As I got older, that ability faded some, or perhaps my awareness of my surroundings improved. I can still read under distracting circumstances, but it is harder for me to get so thoroughly lost in a book that I stop being aware of the passage of time, the people around me, or any of the various other stimuli of the so-called “real world.” That’s not too surprising with some of the books I read – I doubt if anyone sits down and finds themselves completely enraptured by something like Justice as Fairness – but even with many fantasy and science fiction books, I can’t lose myself as completely as I once did. In a way, I’ve come to judge a book by how deeply I’m pulled into the storytelling. With all of that in mind, I could probably sum up this entire review like this: I finished Rhythm of War in three days.

I’m glad that Stormlight books don’t come out too often. For one thing, I want to savor the experience and thrill of new books in this amazing series. For another, I would be much less productive at any task besides reading them. Rhythm of War, the newest installment in the series, was full of just as much emotional poignancy and compelling storytelling as the previous books in the Stormlight Archive. It broadened the scope of the world and the conflict in entirely new directions, it was full of twists (a few of which even I didn’t predict), and just as it went about answering key questions about the plot and the world, it raised even more.
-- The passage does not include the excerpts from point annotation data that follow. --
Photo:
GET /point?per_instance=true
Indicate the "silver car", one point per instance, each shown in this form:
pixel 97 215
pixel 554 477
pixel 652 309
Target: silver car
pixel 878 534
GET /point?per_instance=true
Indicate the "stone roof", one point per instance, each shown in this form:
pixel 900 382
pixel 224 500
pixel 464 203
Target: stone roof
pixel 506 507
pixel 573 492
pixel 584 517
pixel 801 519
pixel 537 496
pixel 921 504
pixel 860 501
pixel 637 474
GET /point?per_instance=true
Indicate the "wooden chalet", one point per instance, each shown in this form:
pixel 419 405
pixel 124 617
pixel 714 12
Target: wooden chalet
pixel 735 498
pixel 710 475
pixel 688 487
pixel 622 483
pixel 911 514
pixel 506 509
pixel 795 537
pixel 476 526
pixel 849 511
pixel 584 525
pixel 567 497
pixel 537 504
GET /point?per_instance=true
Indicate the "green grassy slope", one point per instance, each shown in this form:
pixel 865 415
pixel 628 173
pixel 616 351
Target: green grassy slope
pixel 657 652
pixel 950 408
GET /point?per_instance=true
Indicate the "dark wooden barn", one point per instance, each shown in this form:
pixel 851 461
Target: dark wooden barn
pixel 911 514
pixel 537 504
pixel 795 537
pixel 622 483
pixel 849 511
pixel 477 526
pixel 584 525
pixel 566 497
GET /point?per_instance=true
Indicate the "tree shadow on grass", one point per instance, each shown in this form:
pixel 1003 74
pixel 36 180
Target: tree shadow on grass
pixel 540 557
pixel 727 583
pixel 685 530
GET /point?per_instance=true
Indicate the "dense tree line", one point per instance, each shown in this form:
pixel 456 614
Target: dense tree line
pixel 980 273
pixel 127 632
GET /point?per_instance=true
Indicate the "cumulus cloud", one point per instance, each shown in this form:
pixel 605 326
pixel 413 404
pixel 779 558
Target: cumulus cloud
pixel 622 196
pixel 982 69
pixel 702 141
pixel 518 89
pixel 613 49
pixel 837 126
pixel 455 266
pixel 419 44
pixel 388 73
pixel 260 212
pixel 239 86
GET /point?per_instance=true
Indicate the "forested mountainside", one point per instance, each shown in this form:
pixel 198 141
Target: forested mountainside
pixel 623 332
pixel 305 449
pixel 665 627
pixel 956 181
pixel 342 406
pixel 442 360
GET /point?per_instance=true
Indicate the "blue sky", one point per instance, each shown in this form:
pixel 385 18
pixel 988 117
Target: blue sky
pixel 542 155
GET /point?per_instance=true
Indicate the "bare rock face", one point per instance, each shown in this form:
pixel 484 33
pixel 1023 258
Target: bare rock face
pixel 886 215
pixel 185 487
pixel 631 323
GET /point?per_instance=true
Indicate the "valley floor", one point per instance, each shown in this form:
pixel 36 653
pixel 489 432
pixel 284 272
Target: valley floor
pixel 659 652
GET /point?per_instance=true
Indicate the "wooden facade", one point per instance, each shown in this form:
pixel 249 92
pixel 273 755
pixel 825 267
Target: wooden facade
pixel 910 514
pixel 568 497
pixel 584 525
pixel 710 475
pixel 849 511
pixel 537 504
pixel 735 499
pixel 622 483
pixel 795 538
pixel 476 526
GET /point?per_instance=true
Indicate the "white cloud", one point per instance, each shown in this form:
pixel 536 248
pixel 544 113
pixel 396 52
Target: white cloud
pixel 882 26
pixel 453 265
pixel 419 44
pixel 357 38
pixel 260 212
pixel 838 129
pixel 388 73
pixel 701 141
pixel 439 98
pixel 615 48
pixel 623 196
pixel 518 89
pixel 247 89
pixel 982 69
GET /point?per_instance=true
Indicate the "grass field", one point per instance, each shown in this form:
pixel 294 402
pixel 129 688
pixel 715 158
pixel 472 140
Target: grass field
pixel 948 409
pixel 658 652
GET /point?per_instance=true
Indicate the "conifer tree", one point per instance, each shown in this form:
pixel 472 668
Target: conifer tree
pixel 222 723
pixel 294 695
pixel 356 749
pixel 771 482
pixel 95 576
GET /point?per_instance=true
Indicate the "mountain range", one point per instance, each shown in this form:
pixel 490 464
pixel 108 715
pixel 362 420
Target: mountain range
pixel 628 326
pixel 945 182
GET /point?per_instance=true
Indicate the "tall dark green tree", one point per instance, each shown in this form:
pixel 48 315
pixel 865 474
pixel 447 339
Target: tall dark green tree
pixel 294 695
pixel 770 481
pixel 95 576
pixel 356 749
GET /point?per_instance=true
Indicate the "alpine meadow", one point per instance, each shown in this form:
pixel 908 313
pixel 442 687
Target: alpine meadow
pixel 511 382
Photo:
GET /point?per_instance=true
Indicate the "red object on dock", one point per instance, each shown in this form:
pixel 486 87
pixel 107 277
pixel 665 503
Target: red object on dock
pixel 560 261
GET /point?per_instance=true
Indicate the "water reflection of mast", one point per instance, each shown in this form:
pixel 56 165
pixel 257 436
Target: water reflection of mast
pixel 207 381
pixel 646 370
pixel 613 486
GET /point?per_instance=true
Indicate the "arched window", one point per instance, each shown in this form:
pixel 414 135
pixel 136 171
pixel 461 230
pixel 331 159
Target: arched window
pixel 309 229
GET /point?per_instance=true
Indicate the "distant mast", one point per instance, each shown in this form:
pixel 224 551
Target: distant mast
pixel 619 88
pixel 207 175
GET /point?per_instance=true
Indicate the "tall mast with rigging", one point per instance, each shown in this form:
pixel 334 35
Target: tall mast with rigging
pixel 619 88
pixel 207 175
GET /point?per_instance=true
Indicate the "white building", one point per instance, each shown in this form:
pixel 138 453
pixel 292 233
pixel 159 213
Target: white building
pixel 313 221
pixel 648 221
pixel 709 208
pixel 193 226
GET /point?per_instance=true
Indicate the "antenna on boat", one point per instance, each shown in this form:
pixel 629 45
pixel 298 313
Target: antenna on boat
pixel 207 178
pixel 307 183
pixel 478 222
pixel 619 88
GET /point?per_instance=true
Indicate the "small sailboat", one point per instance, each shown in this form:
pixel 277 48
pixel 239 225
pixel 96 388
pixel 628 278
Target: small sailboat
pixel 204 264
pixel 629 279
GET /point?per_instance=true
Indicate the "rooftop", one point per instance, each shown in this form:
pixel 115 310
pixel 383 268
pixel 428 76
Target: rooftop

Despite this review coming out only now, I actually read the book not long after it was first released, back in November of 2020. As I’m writing the review, I just finished my first read-through – I will probably re-read it again after I’ve taken a break of a book or two. My first read-through tends to focus mostly on plot, and I enjoy the book as a reader, while my second read-through will be focused more on the way the book was created and all of the subtleties wrapped up inside of it. My opinion of a book sometimes changes a little over the course of re-reading, but at the moment I would say that this one is probably the second best in the Stormlight Archive so far.

That opinion is in large part because of the emphasis on fabrial science, which I’ve been trying to piece together throughout the rest of the series, and to which this book finally provided a multitude of answers. However, I do question some of what it attempted. In some ways, I think the book was both too large and too small. I worry that the stakes keep getting raised higher and higher, and my expectations with them. Unlike the other books in the series, this one felt the most like a middle, a plateau in which we learned a bunch of things we need to know to understand what happens next, but in which not a lot of forward movement happened. This didn’t stop me from thoroughly enjoying it, but I do worry about some of those twists and how they will be followed up in future installments.

I think I’ve expressed before my concerns about what Sanderson is trying to do with the Cosmere, connecting apparently disparate stories into one overall epic story. I’ve seen other authors try similar things, and it usually doesn’t go well. However, I maintain that if there is anyone that can do it, it’s probably Sanderson, and the fact that he has planned it this way from the beginning is reassuring. So although I have my doubts and concerns about some of what happened in this fourth book, I also trust that the fifth book will resolve those concerns (and probably raise new ones).

None of those doubts, however, should be taken as meaning that I am casting aspersions on the greatness that is Rhythm of War. This was truly a fantastic book, and everything that I had hoped it would be over the years of anticipating its coming. As with the other books in the series, it is epic in every sense of the word, the very epitome of what epic fantasy ought to and can be. But then, if you’re already up to the fourth book in this series, you already know that. If not, you really should go read The Way of Kings, and start on this epic journey.